Matthew Sloly

Portfolio CD

crystal/slur/constellation


2002 VRML multi-user virtual world, digital projecting



This project was the first iteration of an ongoing exploration of complementary methods for meaningfully mapping a topic of conversation with a 3D topology, but without privileging one or other as sign or signified. In this version, I used a limited set of words; “crystal”, “slur”, and “constellation”.

In a grey featureless expanse floats a crystalline structure formed of 23 nested semi-transparent cubes scaling incrementally towards their centre to produce a kind of focal point in “the world” which echoes the 3D (x,y,z) grid in which the geometry that comprises the world is plotted. The layers of surfaces formed by the nested cubes suggest the possibility of an infinity of worlds within worlds, layers of meaning that extend beyond the scale of the visible, and the finitude of any given world. But this crystalline structure is deceptive. When it is approached it stands up and walks away. The volumetric deformations only serve to play up the regularity of its topological symmetry. If an avatar can move quickly maybe it can scale the cubes, catch a ride like a bird on an elephant’s back.

The slugs drag little bits of scrolling text. The letters are white upon the ambiguous grey ground and overlap with each other, such that they are still legible, but due to the motion of the slugs, and despite the attentiveness of the eye, the reader will inevitably slip from one text to the other without ever reading a single passage in its entirety. This swarming behavior of these elements was achieved via rudimentary AI. Each slug for instance was attracted to another, but would evade any slug that got too close to it, the same was true of the cube, which also was attracted and repulsed by the slugs, getting up and walking away when necessary. In this way the constellation of elements remained in a constant state of flux, having a randomizing effect on the reading of the texts, such that there was an inevitable slippage between texts as one text moved in front of or behind another, but this is not a random cut-up method, in that all the referents constitute variable but related elements, and so give play to this dichotomy that animates the world, endowing it with a semblance of a voice of its own. All of this activity conspires to give the impression that this world could indeed be some kind of microcosmic ecosystem.

On one level the title of the work, “crystal/slur/constellation”, is a poetic devise constituting the progression of the work via the linking together of its disparate and arbitrary elements. On the other level, it alludes to the main elements that constitute the virtual world of which it is the title. These words form and reflect the content of the world, literally, as a topology and a topic, and are poetically related in the context of the 3D elements that make up the virtual world. “Crystal” refers to the nested transparent cube, “slur” to the slug-like agents that swarm near to the cubes (the word “slug” is etymologically related to “slur”), and “constellation” refers to the shifting arrangements and interrelationships of all of the above. Starting with these three words, I then looked found as many etymological cognates for each that I could (in the Merriam Webster’s Online Dictionary), and entered these into the database, which would randomly assign a collection of them to each slug. Thus the slugs swarm round the cube, and the dictionary entries swarm round the slugs.

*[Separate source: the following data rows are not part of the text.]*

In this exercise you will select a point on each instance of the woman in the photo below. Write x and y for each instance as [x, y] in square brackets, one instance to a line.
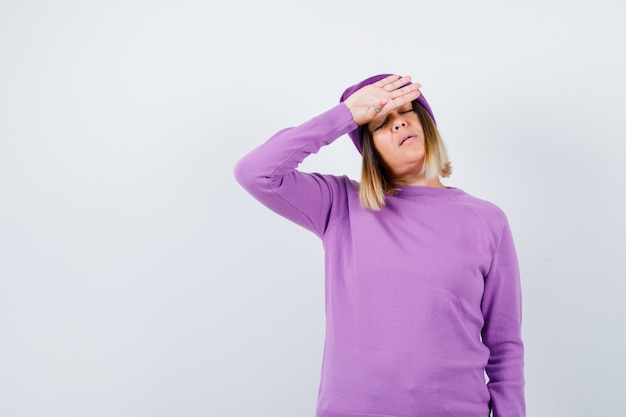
[422, 284]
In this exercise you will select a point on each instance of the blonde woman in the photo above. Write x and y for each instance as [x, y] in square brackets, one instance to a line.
[422, 283]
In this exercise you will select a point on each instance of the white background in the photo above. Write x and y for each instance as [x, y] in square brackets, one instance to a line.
[138, 279]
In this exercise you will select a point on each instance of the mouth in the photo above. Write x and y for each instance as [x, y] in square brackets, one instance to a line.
[408, 138]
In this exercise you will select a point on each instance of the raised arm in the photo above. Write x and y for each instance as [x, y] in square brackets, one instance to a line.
[270, 172]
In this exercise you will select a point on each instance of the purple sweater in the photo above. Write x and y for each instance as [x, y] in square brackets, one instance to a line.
[422, 297]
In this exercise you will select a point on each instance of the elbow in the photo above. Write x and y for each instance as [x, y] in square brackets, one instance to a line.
[244, 174]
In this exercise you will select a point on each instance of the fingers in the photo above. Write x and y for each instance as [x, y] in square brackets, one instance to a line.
[398, 98]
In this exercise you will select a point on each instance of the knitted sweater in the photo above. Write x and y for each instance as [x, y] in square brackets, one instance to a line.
[422, 297]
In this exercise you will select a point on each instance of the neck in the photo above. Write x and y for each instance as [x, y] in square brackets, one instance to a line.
[420, 181]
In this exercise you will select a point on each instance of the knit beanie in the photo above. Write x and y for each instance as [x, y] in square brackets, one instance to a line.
[355, 134]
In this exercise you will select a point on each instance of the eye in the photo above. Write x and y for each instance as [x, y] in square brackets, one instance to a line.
[380, 125]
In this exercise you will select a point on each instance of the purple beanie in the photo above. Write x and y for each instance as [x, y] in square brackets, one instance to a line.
[355, 135]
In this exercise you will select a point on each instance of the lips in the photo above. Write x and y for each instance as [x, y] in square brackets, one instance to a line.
[405, 139]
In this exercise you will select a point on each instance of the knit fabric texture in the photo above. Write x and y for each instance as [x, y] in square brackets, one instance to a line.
[422, 298]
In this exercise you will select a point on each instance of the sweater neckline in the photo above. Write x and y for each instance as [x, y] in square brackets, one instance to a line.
[422, 190]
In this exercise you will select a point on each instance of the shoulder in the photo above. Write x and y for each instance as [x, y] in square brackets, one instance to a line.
[485, 211]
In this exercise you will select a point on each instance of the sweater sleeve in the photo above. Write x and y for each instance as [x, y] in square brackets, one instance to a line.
[269, 172]
[502, 310]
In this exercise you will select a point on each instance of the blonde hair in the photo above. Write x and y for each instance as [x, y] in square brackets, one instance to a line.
[376, 180]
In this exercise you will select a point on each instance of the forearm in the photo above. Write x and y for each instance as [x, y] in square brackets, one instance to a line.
[269, 172]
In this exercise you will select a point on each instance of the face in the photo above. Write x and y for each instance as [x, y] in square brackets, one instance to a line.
[399, 139]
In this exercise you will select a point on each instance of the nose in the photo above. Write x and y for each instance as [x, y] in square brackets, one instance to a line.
[398, 123]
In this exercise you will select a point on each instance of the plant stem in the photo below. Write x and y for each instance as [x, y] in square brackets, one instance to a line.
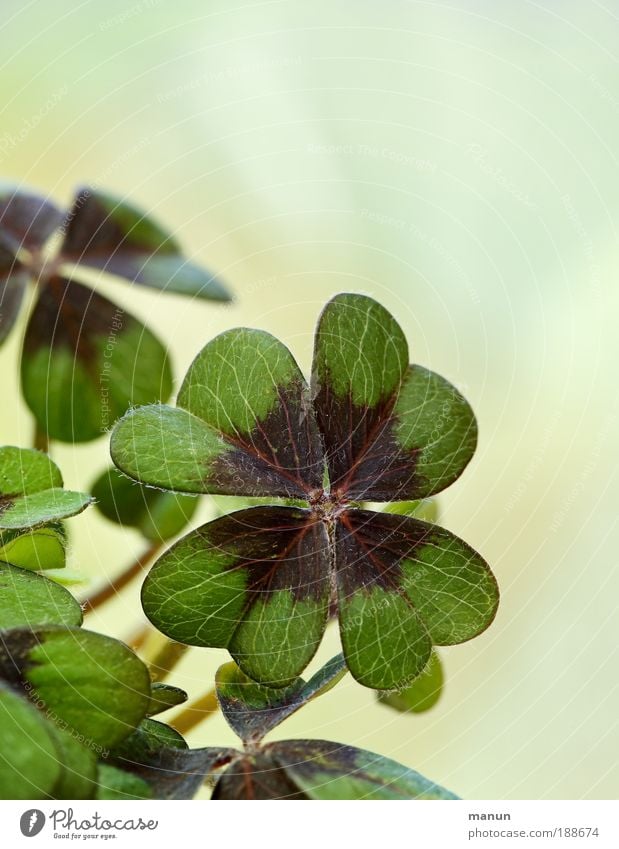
[40, 440]
[166, 659]
[196, 712]
[113, 587]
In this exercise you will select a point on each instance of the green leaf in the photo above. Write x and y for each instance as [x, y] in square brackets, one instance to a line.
[243, 426]
[392, 432]
[115, 784]
[94, 684]
[252, 710]
[426, 509]
[259, 581]
[253, 581]
[256, 776]
[422, 694]
[78, 777]
[163, 697]
[27, 220]
[324, 770]
[44, 548]
[402, 586]
[86, 361]
[157, 515]
[28, 600]
[30, 490]
[108, 233]
[162, 759]
[30, 766]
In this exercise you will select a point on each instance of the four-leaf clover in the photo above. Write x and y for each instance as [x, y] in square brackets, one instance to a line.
[261, 581]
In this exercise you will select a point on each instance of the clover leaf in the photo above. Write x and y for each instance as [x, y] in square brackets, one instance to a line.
[289, 769]
[66, 696]
[422, 694]
[86, 360]
[31, 492]
[157, 515]
[28, 599]
[261, 581]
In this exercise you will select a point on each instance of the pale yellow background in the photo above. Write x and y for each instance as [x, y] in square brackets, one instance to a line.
[459, 162]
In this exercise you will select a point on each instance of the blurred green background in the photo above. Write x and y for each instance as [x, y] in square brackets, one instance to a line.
[458, 162]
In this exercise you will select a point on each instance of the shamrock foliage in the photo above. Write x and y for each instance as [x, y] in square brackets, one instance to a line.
[86, 360]
[288, 769]
[262, 581]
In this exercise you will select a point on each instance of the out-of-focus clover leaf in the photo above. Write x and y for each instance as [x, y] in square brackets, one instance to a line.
[371, 428]
[85, 359]
[30, 600]
[290, 769]
[116, 784]
[422, 694]
[93, 684]
[108, 233]
[31, 492]
[157, 515]
[41, 549]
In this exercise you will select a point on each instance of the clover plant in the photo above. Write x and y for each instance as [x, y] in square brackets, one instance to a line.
[323, 493]
[85, 359]
[263, 581]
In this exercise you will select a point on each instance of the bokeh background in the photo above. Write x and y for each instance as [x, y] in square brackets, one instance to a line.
[458, 161]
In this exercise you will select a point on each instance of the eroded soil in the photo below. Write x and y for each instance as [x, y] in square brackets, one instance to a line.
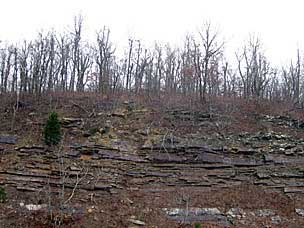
[132, 164]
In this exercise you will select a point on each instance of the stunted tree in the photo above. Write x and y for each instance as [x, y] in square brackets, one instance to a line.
[254, 69]
[211, 49]
[103, 54]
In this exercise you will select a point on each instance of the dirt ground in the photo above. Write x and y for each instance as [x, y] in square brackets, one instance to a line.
[127, 162]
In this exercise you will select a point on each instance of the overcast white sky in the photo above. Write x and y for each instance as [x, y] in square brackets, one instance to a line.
[277, 22]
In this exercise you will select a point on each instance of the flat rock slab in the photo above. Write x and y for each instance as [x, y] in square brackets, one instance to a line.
[8, 139]
[197, 214]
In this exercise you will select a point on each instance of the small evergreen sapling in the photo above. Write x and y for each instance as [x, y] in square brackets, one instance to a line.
[3, 196]
[52, 133]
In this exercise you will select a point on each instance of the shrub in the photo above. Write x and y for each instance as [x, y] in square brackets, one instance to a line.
[52, 133]
[3, 196]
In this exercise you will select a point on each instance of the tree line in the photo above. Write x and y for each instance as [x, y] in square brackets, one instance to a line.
[66, 62]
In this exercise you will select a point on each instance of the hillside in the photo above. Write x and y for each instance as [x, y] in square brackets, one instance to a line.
[137, 162]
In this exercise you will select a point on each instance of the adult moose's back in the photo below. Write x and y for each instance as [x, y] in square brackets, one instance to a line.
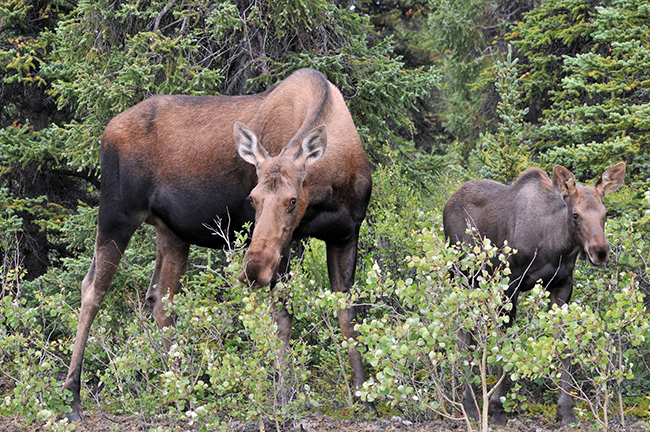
[550, 222]
[289, 159]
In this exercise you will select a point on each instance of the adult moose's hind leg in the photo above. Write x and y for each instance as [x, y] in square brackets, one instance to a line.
[341, 264]
[108, 253]
[171, 263]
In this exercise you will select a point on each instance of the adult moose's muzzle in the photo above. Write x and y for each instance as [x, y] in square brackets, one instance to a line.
[260, 265]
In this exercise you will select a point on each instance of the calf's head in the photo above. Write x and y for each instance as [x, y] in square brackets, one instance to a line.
[585, 210]
[279, 199]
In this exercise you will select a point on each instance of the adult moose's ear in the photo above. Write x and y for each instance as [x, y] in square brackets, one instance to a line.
[312, 147]
[611, 179]
[247, 145]
[564, 180]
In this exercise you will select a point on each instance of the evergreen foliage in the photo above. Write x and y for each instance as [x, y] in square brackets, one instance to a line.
[433, 89]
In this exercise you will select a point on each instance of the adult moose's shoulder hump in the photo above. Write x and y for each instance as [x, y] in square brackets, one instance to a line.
[288, 159]
[549, 221]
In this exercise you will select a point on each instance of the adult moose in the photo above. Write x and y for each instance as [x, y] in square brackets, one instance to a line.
[549, 222]
[289, 159]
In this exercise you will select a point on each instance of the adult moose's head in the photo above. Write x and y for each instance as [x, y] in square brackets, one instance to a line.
[549, 222]
[174, 162]
[279, 199]
[586, 213]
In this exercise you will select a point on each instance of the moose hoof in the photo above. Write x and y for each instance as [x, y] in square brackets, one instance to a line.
[498, 418]
[75, 417]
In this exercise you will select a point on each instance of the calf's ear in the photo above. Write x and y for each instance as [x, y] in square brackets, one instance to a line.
[611, 179]
[312, 147]
[248, 146]
[564, 180]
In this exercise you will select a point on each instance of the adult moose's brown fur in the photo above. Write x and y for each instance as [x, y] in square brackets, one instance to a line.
[549, 222]
[290, 159]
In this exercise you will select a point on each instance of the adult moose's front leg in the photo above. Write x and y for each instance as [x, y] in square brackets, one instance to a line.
[171, 263]
[564, 412]
[341, 264]
[108, 253]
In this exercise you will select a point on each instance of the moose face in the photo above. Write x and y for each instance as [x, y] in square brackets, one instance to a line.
[586, 212]
[278, 198]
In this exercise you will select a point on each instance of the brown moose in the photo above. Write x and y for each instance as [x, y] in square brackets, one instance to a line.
[549, 222]
[297, 169]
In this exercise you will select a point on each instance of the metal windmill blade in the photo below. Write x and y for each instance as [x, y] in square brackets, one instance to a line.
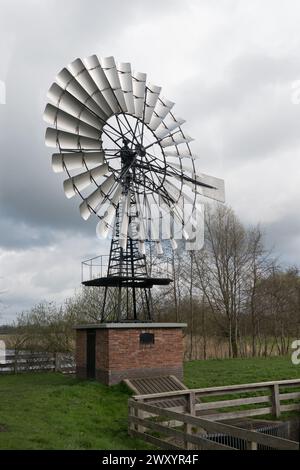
[128, 157]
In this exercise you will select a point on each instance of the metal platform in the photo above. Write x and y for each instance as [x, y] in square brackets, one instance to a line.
[124, 281]
[161, 384]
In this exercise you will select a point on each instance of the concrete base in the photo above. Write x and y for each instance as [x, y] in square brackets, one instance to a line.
[129, 350]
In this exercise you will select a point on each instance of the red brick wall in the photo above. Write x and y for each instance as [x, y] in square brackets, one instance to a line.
[81, 348]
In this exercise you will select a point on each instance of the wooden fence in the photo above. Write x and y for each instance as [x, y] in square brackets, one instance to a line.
[27, 361]
[188, 423]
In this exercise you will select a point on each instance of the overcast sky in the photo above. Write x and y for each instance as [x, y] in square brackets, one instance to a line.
[229, 65]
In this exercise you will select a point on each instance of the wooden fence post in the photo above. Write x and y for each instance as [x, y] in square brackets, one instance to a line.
[275, 400]
[191, 402]
[140, 414]
[16, 362]
[251, 445]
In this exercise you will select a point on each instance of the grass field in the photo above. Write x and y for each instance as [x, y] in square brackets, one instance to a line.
[53, 411]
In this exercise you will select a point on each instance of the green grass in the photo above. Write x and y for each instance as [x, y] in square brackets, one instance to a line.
[53, 411]
[215, 372]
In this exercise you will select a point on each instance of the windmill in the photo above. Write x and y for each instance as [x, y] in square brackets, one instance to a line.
[126, 154]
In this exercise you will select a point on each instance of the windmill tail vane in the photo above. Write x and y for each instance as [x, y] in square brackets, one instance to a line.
[127, 156]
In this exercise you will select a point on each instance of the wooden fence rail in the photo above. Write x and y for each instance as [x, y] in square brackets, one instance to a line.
[185, 426]
[36, 362]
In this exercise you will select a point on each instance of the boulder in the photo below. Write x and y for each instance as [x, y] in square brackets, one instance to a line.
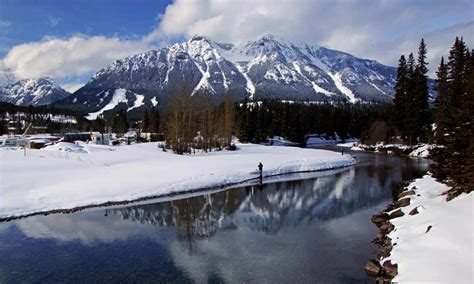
[403, 202]
[382, 280]
[414, 211]
[380, 217]
[386, 227]
[373, 268]
[386, 250]
[389, 207]
[406, 193]
[391, 270]
[396, 214]
[428, 228]
[379, 238]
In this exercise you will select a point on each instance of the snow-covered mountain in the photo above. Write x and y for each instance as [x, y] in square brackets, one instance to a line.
[265, 68]
[6, 76]
[42, 91]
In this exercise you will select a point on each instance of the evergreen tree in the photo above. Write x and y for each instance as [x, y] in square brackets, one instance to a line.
[411, 117]
[145, 125]
[455, 160]
[442, 113]
[400, 99]
[422, 116]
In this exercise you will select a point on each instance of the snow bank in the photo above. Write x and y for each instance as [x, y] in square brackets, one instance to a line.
[87, 174]
[444, 253]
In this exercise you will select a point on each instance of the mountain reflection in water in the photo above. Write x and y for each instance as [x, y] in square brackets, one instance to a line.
[311, 230]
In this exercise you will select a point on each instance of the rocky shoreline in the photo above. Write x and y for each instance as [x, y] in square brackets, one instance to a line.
[384, 273]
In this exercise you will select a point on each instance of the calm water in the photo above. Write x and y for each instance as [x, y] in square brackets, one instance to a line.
[315, 230]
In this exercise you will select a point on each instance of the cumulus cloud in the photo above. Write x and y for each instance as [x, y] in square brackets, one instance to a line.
[373, 29]
[54, 21]
[71, 87]
[74, 56]
[380, 30]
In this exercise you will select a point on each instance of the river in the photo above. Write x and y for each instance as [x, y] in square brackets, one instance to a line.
[315, 229]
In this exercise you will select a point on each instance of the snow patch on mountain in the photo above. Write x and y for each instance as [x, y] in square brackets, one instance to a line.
[118, 97]
[42, 91]
[345, 90]
[139, 101]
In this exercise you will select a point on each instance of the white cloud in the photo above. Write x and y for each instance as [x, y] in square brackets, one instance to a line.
[379, 30]
[71, 87]
[54, 21]
[74, 56]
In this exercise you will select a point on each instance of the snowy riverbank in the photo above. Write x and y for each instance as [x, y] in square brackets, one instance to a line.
[413, 151]
[432, 240]
[67, 176]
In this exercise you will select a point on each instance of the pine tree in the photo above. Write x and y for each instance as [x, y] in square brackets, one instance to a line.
[400, 95]
[420, 99]
[443, 116]
[145, 125]
[455, 159]
[411, 121]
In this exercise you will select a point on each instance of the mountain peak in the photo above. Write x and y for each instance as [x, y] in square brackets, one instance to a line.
[40, 91]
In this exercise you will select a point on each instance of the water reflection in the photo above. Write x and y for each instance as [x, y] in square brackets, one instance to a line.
[313, 230]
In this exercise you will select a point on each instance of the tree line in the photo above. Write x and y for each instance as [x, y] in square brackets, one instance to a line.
[454, 119]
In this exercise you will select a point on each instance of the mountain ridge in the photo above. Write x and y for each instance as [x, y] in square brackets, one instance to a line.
[36, 92]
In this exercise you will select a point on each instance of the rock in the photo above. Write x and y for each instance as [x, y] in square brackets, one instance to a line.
[414, 211]
[396, 214]
[389, 207]
[391, 270]
[452, 195]
[382, 280]
[386, 227]
[387, 241]
[380, 217]
[406, 193]
[373, 268]
[379, 238]
[403, 202]
[386, 250]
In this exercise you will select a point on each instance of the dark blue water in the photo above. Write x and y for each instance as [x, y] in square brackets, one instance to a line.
[315, 230]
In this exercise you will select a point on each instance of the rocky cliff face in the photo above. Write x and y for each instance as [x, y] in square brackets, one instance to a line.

Etymology is often concerned with the root meaning of words, even though the evolution of languages happens within geographical space, parallel to, and in proximity with, its related branches. As user communities diverge geographically, new contexts are encountered. The meaning of extant words within the finite lexicon of a language-community are extended via metaphor and the addition of prefixes and suffixes, just to name a few of the factors affecting the morphology of a word. Then through the proximity of these user communities to each other, and the inevitable convergences that such proximities assure, words are exchanged among them, so that words having a common root, but divergent meaning, come to exist side by side, in the lexicon of a given language-community. This shifting constellation of elements opens the possibility of radicalizing language, articulating both new and archaic meanings, in the sense of “to return to the roots”, which are both divergent and convergent, and in which topical coherence is emergent and self reflexive with topological variance. “World” is a context of relations, is a text, texture, and a textile (all three being etymologically related). In this sense, meaning is interwoven, is an interweaving, and is emergent from the entropic slippages between texts. The focused act of reading is simultaneously foregrounded as its posture is relaxed, the text becoming ambient, its linearity thwarted. Here text becomes texture, slipping between itself, folding and unfolding the symbolic, the formal, and the metaphoric, in a word, in a world.